Constraint Splitting and Projection Methods for Optimal Control of Double Integrator

TL;DR

This paper introduces and compares three projection-based numerical methods for solving the minimum-energy control problem of a double integrator with control constraints, a problem previously not tackled with such approaches.

Contribution

The paper applies three projection algorithms—Dykstra's, Douglas--Rachford, and Aragón Artacho--Campoy—to continuous-time optimal control, pioneering their use in infinite-dimensional Hilbert space problems.

Findings

Douglas--Rachford and Aragón Artacho--Campoy algorithms show promising convergence behavior.

Numerical error analysis demonstrates the effectiveness of the proposed methods.

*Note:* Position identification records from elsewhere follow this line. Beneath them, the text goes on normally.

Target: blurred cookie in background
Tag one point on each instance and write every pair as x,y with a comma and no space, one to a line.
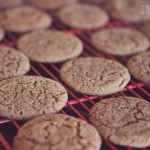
139,67
24,18
50,4
2,33
128,10
146,29
120,41
83,16
50,46
12,63
9,3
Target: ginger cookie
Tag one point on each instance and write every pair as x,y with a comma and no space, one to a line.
120,41
128,10
123,121
83,16
94,76
9,3
139,67
24,18
25,97
51,4
1,34
13,63
50,46
146,29
57,132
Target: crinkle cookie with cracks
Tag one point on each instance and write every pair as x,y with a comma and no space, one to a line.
94,76
25,97
57,132
123,121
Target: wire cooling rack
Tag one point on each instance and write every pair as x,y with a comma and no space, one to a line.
78,104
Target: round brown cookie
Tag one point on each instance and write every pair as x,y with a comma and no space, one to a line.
57,132
24,18
120,41
128,10
123,121
139,67
50,46
83,16
146,29
9,3
25,97
51,4
1,34
95,76
13,63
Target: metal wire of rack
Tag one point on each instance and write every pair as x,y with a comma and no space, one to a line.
78,104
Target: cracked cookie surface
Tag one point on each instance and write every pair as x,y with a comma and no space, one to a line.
139,67
145,28
120,41
24,18
51,4
9,3
94,76
57,132
50,46
123,120
1,34
128,10
83,16
13,63
25,97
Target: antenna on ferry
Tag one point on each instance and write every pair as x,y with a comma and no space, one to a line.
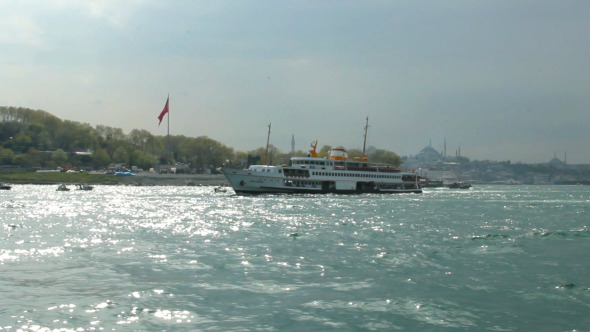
363,157
313,152
267,140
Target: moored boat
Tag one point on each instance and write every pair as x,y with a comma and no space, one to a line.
313,174
84,187
459,185
62,187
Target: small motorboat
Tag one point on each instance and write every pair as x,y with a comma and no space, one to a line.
84,187
459,185
220,190
62,187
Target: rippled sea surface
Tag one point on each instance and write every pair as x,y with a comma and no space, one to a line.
496,258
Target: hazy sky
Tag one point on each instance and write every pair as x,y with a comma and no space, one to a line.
502,80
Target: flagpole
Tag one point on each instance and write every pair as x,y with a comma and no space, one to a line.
168,133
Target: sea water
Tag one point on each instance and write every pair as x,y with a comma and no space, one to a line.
118,258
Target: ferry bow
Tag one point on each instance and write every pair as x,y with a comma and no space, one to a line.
312,174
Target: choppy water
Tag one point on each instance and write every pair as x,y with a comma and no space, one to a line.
497,258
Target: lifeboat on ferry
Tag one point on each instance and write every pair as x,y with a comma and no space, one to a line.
338,154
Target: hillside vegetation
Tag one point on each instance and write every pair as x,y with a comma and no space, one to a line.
36,139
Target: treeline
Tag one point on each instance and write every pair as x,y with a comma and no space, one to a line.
37,139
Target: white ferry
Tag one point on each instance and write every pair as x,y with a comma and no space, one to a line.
312,174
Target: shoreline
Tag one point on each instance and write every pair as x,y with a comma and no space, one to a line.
140,179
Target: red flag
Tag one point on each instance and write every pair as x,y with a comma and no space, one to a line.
164,111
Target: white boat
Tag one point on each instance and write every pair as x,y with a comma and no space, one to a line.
312,174
62,187
84,187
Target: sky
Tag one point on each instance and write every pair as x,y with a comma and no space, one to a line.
499,80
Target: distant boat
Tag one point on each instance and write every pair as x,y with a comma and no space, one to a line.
124,174
220,189
314,174
459,185
62,187
84,187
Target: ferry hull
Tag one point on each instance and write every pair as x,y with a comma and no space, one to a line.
245,181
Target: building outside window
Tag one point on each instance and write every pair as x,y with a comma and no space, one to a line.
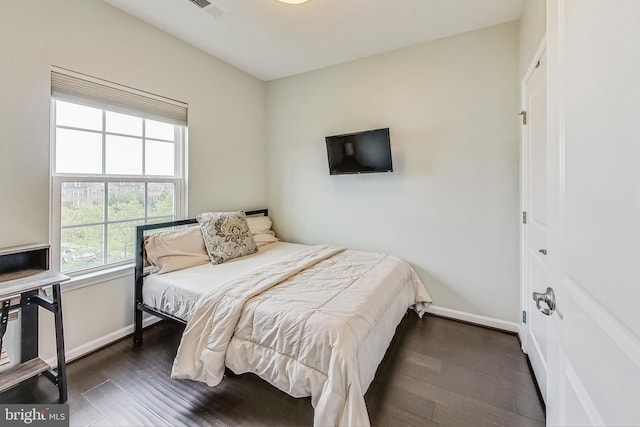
116,164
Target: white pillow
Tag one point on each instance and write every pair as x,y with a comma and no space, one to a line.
260,227
259,224
175,250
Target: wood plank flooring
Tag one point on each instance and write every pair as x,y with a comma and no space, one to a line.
437,372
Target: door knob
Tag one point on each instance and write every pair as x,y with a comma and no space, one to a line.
548,299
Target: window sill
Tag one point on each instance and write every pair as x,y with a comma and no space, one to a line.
97,277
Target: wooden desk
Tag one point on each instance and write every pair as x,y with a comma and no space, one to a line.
21,285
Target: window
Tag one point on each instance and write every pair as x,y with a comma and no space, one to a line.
114,166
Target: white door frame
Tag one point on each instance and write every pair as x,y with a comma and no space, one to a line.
525,289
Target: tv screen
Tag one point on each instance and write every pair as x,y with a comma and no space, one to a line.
361,152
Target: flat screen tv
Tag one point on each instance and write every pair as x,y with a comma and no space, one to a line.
360,152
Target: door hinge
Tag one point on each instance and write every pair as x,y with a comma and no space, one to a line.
524,116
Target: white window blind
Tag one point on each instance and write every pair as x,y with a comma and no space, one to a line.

Parameter tuning significantly impacts the algorithms' performance.

Abstract

We consider the minimum-energy control of a car, which is modelled as a point mass sliding on the ground in a fixed direction, and so it can be mathematically described as the double integrator. The control variable, representing the acceleration or the deceleration, is constrained by simple bounds from above and below. Despite the simplicity of the problem, it is not possible to find an analytical solution to it because of the constrained control variable. To find a numerical solution to this problem we apply three different projection-type methods: (i)~Dykstra's algorithm, (ii)~the Douglas--Rachford (DR) method and (iii)~the Arag\'on Artacho--Campoy (AAC) algorithm. To the knowledge of the authors, these kinds of (projection) methods have not previously been applied to continuous-time optimal control problems, which are infinite-dimensional optimization problems. The problem we study in this article is posed in infinite-dimensional Hilbert spaces. Behaviour of the DR and AAC algorithms are explored via numerical experiments with respect to their parameters. An error analysis is also carried out numerically for a particular instance of the problem for each of the algorithms.